The old man stared back at the cow. To describe the situation as ‘odd’ was an underestimation of epic proportions. It was beyond that; it was not everyday that the old man was confronted by a cow that had decided to go for an early morning stroll through the residential area of the village. In his bewilderment, the old man forgot to poke the dying embers of the fire more and with a final crackle, the fire died sending the area into blackness. The only thing he could see was the glimmering white moonlight outlining the silhouette of the cow a few metres in front of him.

He had had enough of this. Wearily the old man leaned forward off his chair ready to retire for the remaining hours of the moonlight when the cow suddenly decided to disagree with his actions. ‘Moo!’ it said.

The old man swiped at the cow with his walking stick trying to scare it away but the cow just blinked at him, a bored expression on his face. It then proceeded to push at the burnt wood in front of him with its snout before proclaiming a loud ‘Moo!’ once more.

‘If you think I am going to get some more firewood so you can get warm by it, you had better think again!’ growled the old man to the cow. ‘You just go back to wherever you came from; I have to get some sleep’.

The cow just continued to look at him hopefully. Who could blame it – it was a cold winter’s night and the poor thing must have been freezing. However the old man was unperturbed and turned his back to the cow, proceeded to take a step inside his porch towards the entrance of his home. It was then that he realised that his walking cane had different ideas. Small pink and blue sparks seemed to be dancing at the bottom of his cane, sparkling in the darkness seemingly holding the stick in the air. The old man tugged but to no avail. Then the stick was flung out of his grasp and stuck itself hard into the middle of the burnt out woodpile.

The cow stared at him and blinked expectantly.

‘How the heck did you do that?’ gasped the old man in amazement and terror. The cow just stood there continuing to chew on whatever it was chewing.

Suddenly new pink and blue sparks starting fizzling at the bottom of his wooden walking chair, which also proceeded to fly across the air and deposit itself on top of the walking stick. This startled the old man who fell down onto the floor on his porch shielding his arms in front of him. In answer to this, a blinding flash of light seemed to light the skies and was immediately followed by a searing a burst of flame that seemed to fly right down from the heavens themselves.
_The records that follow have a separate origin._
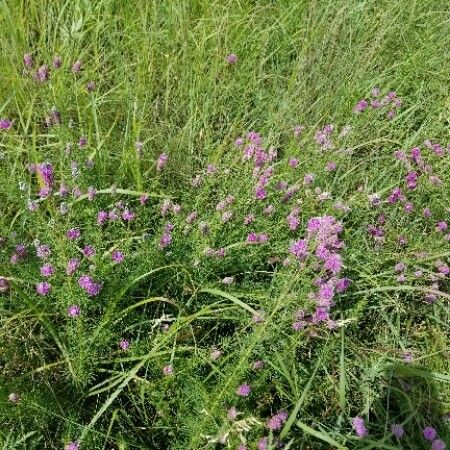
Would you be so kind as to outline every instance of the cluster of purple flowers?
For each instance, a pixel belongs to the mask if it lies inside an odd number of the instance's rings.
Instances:
[[[288,418],[287,411],[279,411],[277,414],[273,415],[266,423],[267,428],[272,431],[280,430],[284,422]]]
[[[319,270],[320,276],[315,281],[318,291],[310,294],[310,298],[315,301],[316,310],[309,321],[326,322],[330,328],[335,326],[329,315],[334,305],[334,296],[344,292],[350,285],[348,278],[338,278],[343,269],[342,257],[339,254],[344,246],[339,239],[342,229],[342,224],[333,216],[313,217],[308,221],[306,237],[295,241],[289,247],[291,255],[300,261],[309,256],[314,257],[316,263],[313,267]],[[293,325],[295,330],[306,325],[303,318],[303,314],[296,317]]]
[[[371,92],[370,102],[367,101],[366,99],[359,100],[356,103],[353,112],[362,113],[367,108],[369,108],[369,106],[372,109],[388,108],[389,110],[386,113],[386,117],[388,119],[393,119],[395,117],[396,109],[400,108],[400,106],[402,105],[402,99],[397,97],[397,93],[394,91],[390,91],[381,100],[379,99],[380,95],[381,95],[380,89],[377,87],[373,88]]]
[[[89,275],[81,275],[78,285],[84,289],[89,297],[95,297],[102,290],[102,284],[94,281]]]
[[[333,130],[334,126],[329,124],[316,131],[314,138],[322,150],[330,150],[334,147],[334,144],[331,140],[331,134],[333,133]]]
The flames struck the chair and the stick setting them on fire relighting the woodpile.

The cow now satisfied, mooed pleasantly and settled itself in front of the fire where it proceeded to fall asleep.

The old man sat there on his porch in shock for the remaining hours of the night, half in complete shock and half blinded by the fireball. In the morning his daughter found him still on the floor in the porch having finally fallen asleep. She recalled later how her father had rambled on about heavenly fires and sacred cows but she had never found any trace of such things; only the remaining embers of the fire. Course the chair and stick had been missing but the old man probably accidentally knocked them in and scared himself silly. No more night time fires; from now on it was going to be early nights for the old man.

And with that, she proceeded off for work that beautiful winter morning.